While such regulation through disclosure hovers with a relatively light touch, self dealing rules become more onerous as transactions become more significant. Shareholder approval is requisite for specific transactions with directors, or connected persons, when the sum of money either exceeds 10% of the company and is over £5,000, or is over £100,000 in a company of any size. Further detailed provisions govern loaning money. On the question of director remuneration where the conflict of interest appears most serious, however, regulation is again relatively light. Directors pay themselves by default, but in large listed companies have pay set by a remuneration committee of directors.
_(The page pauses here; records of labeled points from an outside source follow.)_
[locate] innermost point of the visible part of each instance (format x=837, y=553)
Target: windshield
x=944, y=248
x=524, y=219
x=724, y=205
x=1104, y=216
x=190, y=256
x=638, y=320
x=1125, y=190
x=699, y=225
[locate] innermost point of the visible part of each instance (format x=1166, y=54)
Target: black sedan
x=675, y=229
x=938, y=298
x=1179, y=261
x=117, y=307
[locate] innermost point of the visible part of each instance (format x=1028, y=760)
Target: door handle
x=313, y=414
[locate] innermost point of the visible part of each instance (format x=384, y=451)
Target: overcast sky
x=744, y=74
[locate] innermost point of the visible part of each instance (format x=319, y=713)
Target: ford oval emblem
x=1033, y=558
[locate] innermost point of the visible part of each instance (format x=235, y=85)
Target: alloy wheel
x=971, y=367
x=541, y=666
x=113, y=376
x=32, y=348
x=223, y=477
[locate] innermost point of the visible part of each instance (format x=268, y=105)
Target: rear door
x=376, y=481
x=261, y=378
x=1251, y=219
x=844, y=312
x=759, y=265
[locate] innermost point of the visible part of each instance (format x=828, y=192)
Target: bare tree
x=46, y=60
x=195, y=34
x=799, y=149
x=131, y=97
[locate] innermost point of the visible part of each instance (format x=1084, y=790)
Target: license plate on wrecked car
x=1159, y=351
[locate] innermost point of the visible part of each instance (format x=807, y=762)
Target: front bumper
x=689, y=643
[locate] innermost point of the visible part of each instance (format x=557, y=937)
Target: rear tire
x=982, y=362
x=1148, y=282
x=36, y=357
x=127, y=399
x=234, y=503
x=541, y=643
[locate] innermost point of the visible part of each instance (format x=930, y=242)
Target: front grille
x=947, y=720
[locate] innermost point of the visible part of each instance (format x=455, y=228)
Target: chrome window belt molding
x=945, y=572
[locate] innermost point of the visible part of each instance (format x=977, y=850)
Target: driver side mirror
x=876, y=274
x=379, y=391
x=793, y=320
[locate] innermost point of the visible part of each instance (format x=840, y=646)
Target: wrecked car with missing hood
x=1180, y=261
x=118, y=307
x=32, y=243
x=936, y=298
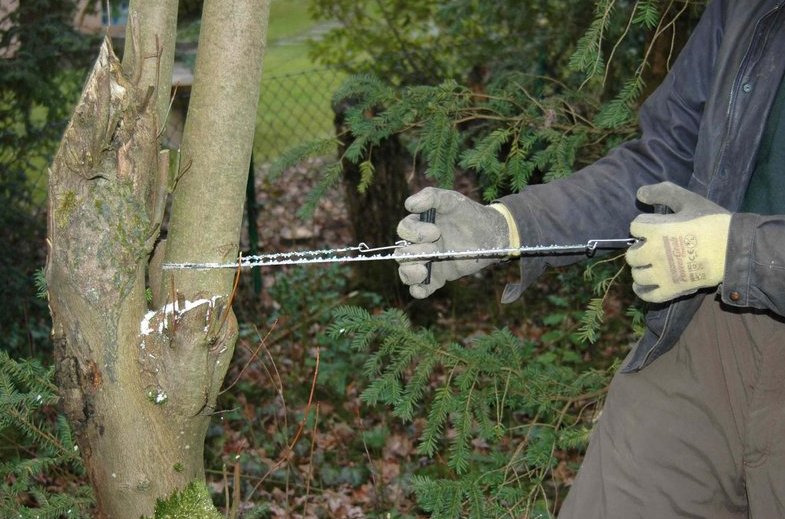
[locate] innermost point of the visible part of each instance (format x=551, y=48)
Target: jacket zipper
x=731, y=106
x=735, y=91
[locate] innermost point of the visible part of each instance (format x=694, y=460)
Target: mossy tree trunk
x=375, y=212
x=140, y=377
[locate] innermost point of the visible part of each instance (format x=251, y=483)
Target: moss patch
x=192, y=502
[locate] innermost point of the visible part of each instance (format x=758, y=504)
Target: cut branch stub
x=191, y=340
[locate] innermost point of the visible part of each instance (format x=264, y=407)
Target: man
x=694, y=422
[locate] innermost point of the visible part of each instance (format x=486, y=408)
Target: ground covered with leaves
x=296, y=435
x=340, y=404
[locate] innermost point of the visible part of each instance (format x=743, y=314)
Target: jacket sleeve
x=599, y=200
x=755, y=265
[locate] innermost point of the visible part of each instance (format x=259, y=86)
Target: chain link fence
x=294, y=108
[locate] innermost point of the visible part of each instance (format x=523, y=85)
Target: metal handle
x=428, y=216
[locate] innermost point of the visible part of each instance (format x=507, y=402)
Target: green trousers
x=700, y=433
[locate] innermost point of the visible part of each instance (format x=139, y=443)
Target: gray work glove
x=461, y=224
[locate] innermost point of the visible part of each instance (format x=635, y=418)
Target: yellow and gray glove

Under section 439, shareholders may cast a vote on remuneration but this "say on pay", as yet, is not binding.

==Duty to promote company success==
In 2002 and in advance of changes to company legislation, the government issued a white paper on Modernising Company Law which suggested that
the basic goal for directors should be the success of the company in the collective best interests of the shareholders, but that [the] directors should also recognize, as the circumstances require, the company's need to foster relationships with its employees, customers and suppliers, its need to maintain its business reputation, and its need to consider the company's impact on the community and the working environment".

Under section 172 of the act, directors must "promote the success of the company for the benefit of its members as a whole" (or, if the company has restricted objects, for the promotion of those objects). This somewhat nebulous provision created significant debate during its passage through Parliament, since it goes on to prescribe that decisions should be taken in the interests of members, with regard to long term consequences, the need to act fairly between members, and a range of other "stakeholders", such as employees, suppliers, the environment, the general community, and creditors. Many groups objected to this "enlightened shareholder value" model, which in form elevated the interests of members, who are invariably shareholders, above other stakeholders. During the 2000s, the United Kingdom has reoriented its system of corporate law around that objective.

However, the duty is particularly difficult to sue upon since it is only a duty for a director to do what she or "he considers, in good faith, would be most likely to promote the success of the company". Proof of subjective bad faith toward any group being difficult, directors have the discretion to balance all competing interests, even if to the short term detriment of shareholders in a particular instance. There is also a duty under section 173 to exercise independent judgment and the duty of care in section 174 applies to the decision making process of a director having regard to the factors listed in section 172, so it remains theoretically possible to challenge a decision if made without any rational basis. Only registered shareholders, not other stakeholders without being members of the general meeting, have standing to claim any breach of the provision.

Section 172's criteria are useful as an aspirational standard because in the annual Director's Report companies must explain how they have complied with their duties to stakeholders. Also, the idea of whether a company's success will be promoted is central when a court determines whether a derivative claim should proceed in the course of corporate litigation.